In diesem Jahr wurden Cohen und sein Team zu den Gewinnern der Herbstsaison des Wettbewerbs „AI WeatherQuest“ für subseasonale Vorhersagen 2025 gekürt, der vom Europäischen Zentrum für mittelfristige Wettervorhersagen (ECMWF) organisiert wurde. Im Rahmen des Wettbewerbs wurde bewertet, wie effektiv KI-Modelle Temperaturverläufe Wochen im Voraus vorhersagen können. Das Siegermodell, das maschinelles Lernen mit Cohens umfassender Erfahrung im Bereich des arktischen Klimas verband, übertraf die bisherigen KI- und statistischen Referenzwerte deutlich.

“Wenn diese Leistungsfähigkeit über mehrere Jahreszeiten hinweg konstant bleibt, könnte dies einen enormen Fortschritt bei der Verbesserung der subseasonalen Vorhersagen bedeuten”, bemerkt Cohen. Darüber hinaus sorgte die Vorhersage des Modells, wonach Mitte Dezember an der US-Ostküste ein möglicher Kälteeinbruch bevorstehe – und zwar Wochen bevor herkömmliche Modelle dies erfassten –, für beträchtliches Medieninteresse. Sollte sich dies bestätigen, könnte dies eine deutliche Verbesserung der Frühwarnmöglichkeiten für extreme Wetterereignisse bedeuten.

Prognose der meteorologischen Lage

Nach Cohens neuem Modell könnte der Winter 2025/26 in Teilen Eurasiens und Zentral-Nordamerikas unterdurchschnittliche Temperaturen mit sich bringen, insbesondere im Hochwinter. Auch wenn es sich hierbei um vorläufige Prognosen handelt, die sich noch ändern können, scheinen die grundlegenden Anzeichen für einen kälteren Winter bereits vorhanden zu sein.

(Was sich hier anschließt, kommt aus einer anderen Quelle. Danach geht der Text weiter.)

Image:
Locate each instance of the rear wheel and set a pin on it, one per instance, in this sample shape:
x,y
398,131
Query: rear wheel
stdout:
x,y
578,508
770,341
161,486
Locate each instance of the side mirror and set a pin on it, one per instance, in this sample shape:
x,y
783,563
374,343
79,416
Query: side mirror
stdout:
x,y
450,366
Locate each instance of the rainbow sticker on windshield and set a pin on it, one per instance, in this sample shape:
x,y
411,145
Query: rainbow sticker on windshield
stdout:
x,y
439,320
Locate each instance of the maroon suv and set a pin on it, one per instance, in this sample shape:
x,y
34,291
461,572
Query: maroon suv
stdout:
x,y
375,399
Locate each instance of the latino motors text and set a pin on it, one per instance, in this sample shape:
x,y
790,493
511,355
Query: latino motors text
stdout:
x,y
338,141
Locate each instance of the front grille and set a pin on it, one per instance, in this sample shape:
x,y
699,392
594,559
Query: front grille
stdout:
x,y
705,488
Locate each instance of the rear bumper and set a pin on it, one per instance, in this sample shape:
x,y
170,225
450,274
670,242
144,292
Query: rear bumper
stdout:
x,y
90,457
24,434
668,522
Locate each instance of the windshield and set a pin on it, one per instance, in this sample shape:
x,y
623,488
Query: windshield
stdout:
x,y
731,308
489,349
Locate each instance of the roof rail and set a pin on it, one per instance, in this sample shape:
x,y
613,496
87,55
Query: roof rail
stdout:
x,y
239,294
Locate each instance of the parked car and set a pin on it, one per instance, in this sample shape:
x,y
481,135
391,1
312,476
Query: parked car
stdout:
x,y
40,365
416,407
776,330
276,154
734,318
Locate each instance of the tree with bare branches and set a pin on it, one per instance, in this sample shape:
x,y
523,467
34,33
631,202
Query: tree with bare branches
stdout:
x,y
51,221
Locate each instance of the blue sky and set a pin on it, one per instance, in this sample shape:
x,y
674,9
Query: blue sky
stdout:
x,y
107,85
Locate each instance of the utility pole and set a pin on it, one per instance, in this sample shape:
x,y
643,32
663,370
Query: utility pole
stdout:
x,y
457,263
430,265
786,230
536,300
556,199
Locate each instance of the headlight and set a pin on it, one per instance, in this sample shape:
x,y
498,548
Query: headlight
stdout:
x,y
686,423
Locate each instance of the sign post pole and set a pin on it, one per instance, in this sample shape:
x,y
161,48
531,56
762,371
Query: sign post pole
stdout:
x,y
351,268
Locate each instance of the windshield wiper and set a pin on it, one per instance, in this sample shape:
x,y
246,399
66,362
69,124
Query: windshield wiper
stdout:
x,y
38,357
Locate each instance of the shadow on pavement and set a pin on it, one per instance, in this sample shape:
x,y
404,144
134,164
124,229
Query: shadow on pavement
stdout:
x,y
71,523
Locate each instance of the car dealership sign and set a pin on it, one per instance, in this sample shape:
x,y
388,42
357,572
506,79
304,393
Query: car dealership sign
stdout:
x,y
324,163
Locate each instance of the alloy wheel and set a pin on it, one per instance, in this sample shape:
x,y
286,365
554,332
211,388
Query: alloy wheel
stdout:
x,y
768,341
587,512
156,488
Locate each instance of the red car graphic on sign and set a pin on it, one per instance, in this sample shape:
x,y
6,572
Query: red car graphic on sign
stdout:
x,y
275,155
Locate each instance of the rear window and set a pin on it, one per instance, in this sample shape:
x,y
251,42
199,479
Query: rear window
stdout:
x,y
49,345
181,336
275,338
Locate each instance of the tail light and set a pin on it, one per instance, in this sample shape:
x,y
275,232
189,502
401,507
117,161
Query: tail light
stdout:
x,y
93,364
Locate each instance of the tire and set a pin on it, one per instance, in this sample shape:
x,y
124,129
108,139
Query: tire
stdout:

Da sich die Arktis weiterhin in alarmierendem Tempo erwärmt, werden die Auswirkungen auf das Winterwetter immer deutlicher. Das Verständnis dieser Zusammenhänge ist für die Planung in wichtigen Bereichen wie Energie, Verkehr und öffentliche Sicherheit von entscheidender Bedeutung.

Cohen ist fest davon überzeugt, dass die Arktis ein enormes unerschlossenes Potenzial zur Verbesserung subseasonaler Vorhersagen birgt und dass KI der Schlüssel sein könnte, um dieses Potenzial zu erschließen. Seine Arbeit schreitet nicht nur stetig an der wissenschaftlichen Grenze voran – sie ebnet auch den Weg für eine breitere gesellschaftliche Anerkennung. Ein Beweis für die wachsende Popularität seiner Forschung war, als Cohen als Hinweis in Die Washington Post Kreuzworträtsel im November.

“Die Arktis war für mich schon immer ein wichtiger Beobachtungsbereich. Nun eröffnet die KI neue Möglichkeiten, ihre Signale zu interpretieren”, sagt Cohen. Um über Cohens aktuelle Winterprognosen auf dem Laufenden zu bleiben, können Sie einen Blick auf seine Blog.